カズオ・イシグロがノーベル賞を受賞した直後、そして個人的にはイギリスの人気ドラマ「ダウントン・アビー」を見終えた直後というタイミングで本書を読み始めた。世界一の大富豪でアマゾンの創業者、ジェフ・ベゾスも本書を愛読書にしているとか。

本書は執事であるスティーブンスが主人であるファラディから暇をもらい、かつての同僚で女中頭であるミス・ケントンを尋ねる旅行記がメインストーリーである。旅で起こったことを描写しつつ、屋敷に仕える執事たるものはどういったものなのかをスティーブンス自身の体験を中心に回想される。

執事であることの誇り、英国紳士であることの誇りが丁寧な言葉で語られる。自分が名執事であることを伝えようとしても、それをおおっぴらに言っては紳士ではなくなるという配慮からか、とても謙虚に自分の偉大さを伝えていく。僕ってこんなに凄いんですけれど、実際はそれほどでもないんですという感じである。両立しないはずなのに、両立しているのが凄い。

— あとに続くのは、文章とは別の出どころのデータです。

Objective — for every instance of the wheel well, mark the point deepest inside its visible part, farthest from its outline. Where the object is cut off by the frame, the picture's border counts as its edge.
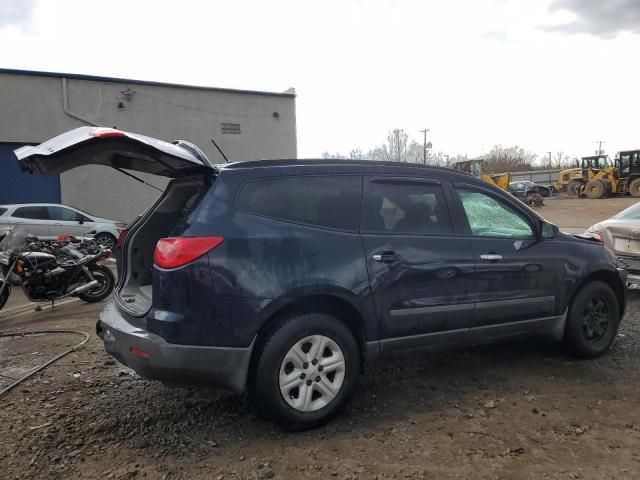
(327, 304)
(610, 278)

そして書名で匂わすように過去への憧れがある。かつての名執事も仕事上でミスをするようになっていて、こんなはずではないという思いに苦しんでいる。しかし、同じく懐古主義に陥っていると思っていたミス・ケントンに再開してみると彼女は前向きで、斜陽というのは太陽の中で最も美しいものだということにスティーブンスは思いを馳せていく。若いとき、昔だけに、趣があるのではないのだと。「花は盛りに、月は隈なきをのみ見るものかは」である。伝統を重んじるイギリス人にとってのアンチテーゼであろうか。

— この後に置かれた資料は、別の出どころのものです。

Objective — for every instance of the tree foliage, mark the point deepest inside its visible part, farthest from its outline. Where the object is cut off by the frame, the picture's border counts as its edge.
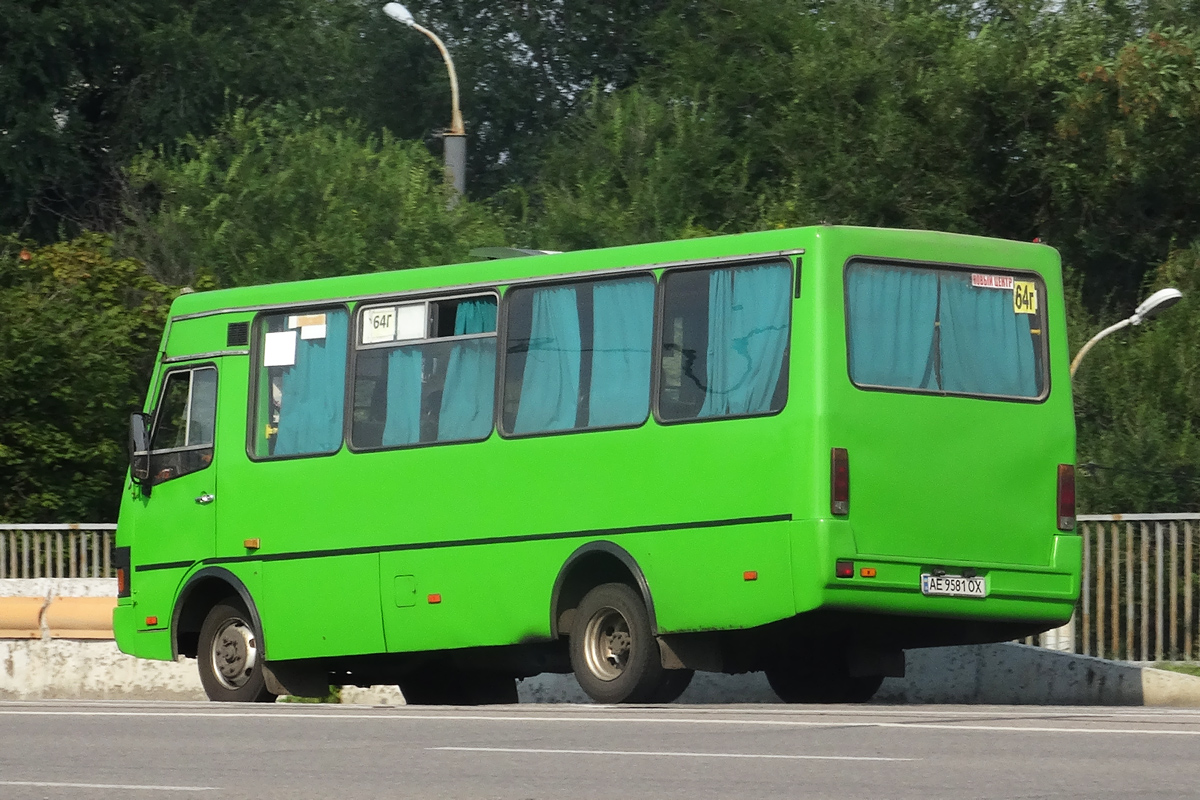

さらには、自分にはユーモアのセンスが欠けているのではという結論になるのは、イギリス風と言えばそうであるけど、あまりの堅物執事とのギャップがおかしい。自分はジョークの練習をしてはいたけど、熱意が足りていなかったことを反省するなんて素敵すぎる。これこそ、ジョークではないのかと疑ってしまった。

本書の最後の最後を引用

明日ダーリントン・ホールに帰り着きましたら、私は決意を新たにしてジョークの練習に取り組んでみることにいたしましょう。ファラディ様は、まだ一週間はもどられません。まだ多少の練習時間がございます。お帰りになったファラディ様を、私は立派なジョークでびっくりさせて差し上げることができるやもしれません。

持つべきものはユーモアのセンス。イギリス人が大切にするユーモアのセンスまでは否定しないのである。

 

ダウントン・アビー シーズン1 バリューパック [DVD]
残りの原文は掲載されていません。